Bollinger -- who lives in Wellington with his partner Kathy, their three daughters, and a substantial record collection -- admits the book might be more fairly titled How I Listen To Pop Music as it charts his life from sitting on his father Conrad’s knee singing from The Fireside Book of Folk Songs.

He tells of saving up pocket money to buy singles, of being a teenage rock snob in the early 70s at Onslow College, and of the difficulties today of reviewing albums from the sheer volume available.

“That is the only honest way you can write about music, you analyse the way you listen and other people can use that as some sort of yardstick. I don’t expect everyone to have the same obsession with New Orleans as I have for example, but that regional thing applies all over the globe and if people hear something that captures their attention it resonates.”

For a music writer who performs -- a rarity among music journalists -- Bollinger says he deliberately avoided writing too much about his playing experiences.
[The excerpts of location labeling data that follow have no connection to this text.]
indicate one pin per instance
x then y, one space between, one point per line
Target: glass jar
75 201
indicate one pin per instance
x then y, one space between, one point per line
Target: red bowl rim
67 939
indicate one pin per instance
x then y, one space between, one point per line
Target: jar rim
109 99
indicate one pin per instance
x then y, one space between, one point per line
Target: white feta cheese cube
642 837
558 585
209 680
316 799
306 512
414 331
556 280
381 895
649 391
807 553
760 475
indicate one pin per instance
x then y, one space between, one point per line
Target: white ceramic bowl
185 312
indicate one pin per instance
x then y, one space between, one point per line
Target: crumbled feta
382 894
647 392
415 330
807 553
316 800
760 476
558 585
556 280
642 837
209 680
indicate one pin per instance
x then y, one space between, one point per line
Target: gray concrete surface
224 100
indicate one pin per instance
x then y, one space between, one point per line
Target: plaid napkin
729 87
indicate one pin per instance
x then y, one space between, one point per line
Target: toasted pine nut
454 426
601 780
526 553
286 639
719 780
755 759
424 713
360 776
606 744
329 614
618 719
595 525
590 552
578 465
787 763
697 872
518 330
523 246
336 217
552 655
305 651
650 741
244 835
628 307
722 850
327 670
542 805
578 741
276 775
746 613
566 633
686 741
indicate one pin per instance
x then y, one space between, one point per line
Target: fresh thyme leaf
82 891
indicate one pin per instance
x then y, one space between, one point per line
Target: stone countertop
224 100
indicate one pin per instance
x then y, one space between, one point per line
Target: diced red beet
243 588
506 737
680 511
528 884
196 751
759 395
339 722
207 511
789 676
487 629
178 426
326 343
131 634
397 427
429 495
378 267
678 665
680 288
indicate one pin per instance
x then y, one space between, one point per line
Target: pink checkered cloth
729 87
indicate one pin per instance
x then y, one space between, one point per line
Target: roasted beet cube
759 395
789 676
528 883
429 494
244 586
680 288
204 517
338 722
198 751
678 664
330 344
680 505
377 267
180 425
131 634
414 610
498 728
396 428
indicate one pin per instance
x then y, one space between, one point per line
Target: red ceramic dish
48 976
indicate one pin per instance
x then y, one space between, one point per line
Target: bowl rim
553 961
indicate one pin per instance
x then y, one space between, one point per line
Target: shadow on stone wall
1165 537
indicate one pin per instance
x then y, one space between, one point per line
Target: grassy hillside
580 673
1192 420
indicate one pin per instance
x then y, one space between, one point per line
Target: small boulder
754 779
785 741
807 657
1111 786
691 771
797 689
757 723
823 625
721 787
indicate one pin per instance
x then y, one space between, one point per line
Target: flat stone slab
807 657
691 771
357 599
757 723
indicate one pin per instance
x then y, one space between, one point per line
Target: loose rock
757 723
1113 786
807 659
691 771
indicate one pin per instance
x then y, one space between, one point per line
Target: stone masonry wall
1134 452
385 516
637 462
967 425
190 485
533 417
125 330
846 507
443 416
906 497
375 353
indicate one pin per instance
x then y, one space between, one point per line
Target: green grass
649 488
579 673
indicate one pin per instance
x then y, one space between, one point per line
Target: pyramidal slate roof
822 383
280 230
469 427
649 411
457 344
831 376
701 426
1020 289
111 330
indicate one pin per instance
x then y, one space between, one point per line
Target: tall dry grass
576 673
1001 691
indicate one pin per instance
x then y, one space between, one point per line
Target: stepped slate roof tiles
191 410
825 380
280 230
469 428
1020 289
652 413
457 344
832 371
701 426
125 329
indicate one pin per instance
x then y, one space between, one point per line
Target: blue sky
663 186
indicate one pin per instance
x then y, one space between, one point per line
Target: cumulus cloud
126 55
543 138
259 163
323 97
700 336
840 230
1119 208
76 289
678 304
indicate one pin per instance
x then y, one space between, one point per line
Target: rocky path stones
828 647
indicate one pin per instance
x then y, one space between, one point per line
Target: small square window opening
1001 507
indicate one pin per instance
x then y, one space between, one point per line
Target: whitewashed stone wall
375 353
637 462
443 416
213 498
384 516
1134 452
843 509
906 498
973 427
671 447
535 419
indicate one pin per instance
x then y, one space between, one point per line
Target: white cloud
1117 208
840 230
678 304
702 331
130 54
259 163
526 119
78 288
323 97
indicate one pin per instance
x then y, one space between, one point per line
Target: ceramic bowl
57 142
“You can quickly get very technical and I didn’t want it to be like that. I wanted to write about the shared experience of music and for people to go, ‘Yeah, I’ve had that too.’ I wasn’t consciously downplaying it, maybe sub-consciously I was.”

He has catholic tastes but acknowledges there is some music he, like everyone, might never appreciate: “It’s easy to dismiss stuff but the problem might be with you and not with the music. Or you might never get it because it might not be meant for you.”

He also steers a course between the jaded who believe music today is not as good as it was so have stopped listening, and the elitists.

“The hipper-than-thou school says if you are not into such’n’such then you don’t know what music is about. That’s not true either.”

While he inevitably weaves in local music he takes a global view noting that “New Zealand music is a little bit of the world, you can’t distort the lens and pretend its more important than it is. You can write books to cover it specifically, but this wasn’t that kind of book.”

Absent from his book -- which covers the role of producers, a potted history of pop, and offers a guide to music jargon -- is the great swathe of pop by boy bands, and Britney Spears.

“Yes, Britney is the epitome of pop and it’s very good, some of it. A long time ago I guess I latched onto ‘authenticity’, when I discovered blues, and that became important to me. It’s a kind of snobbery, but for whatever reason that’s an element that moves me more deeply.

“I enjoy hearing a Britney song, but it can never be that important to me and the things I wrote about tended to be. I felt it was better to write about what I was passionate about.”

And that passion for music of many persuasions might not have taken him to a career in the Post Office but there have been personal payoffs other than living with an ever-changing soundtrack.

“I’ve spent a lot more time with my kids than I would have if I’d been in an office. Certainly the last few years have stood still economically,” he laughs, “but I think I’ll keep doing some version of this. I love it.”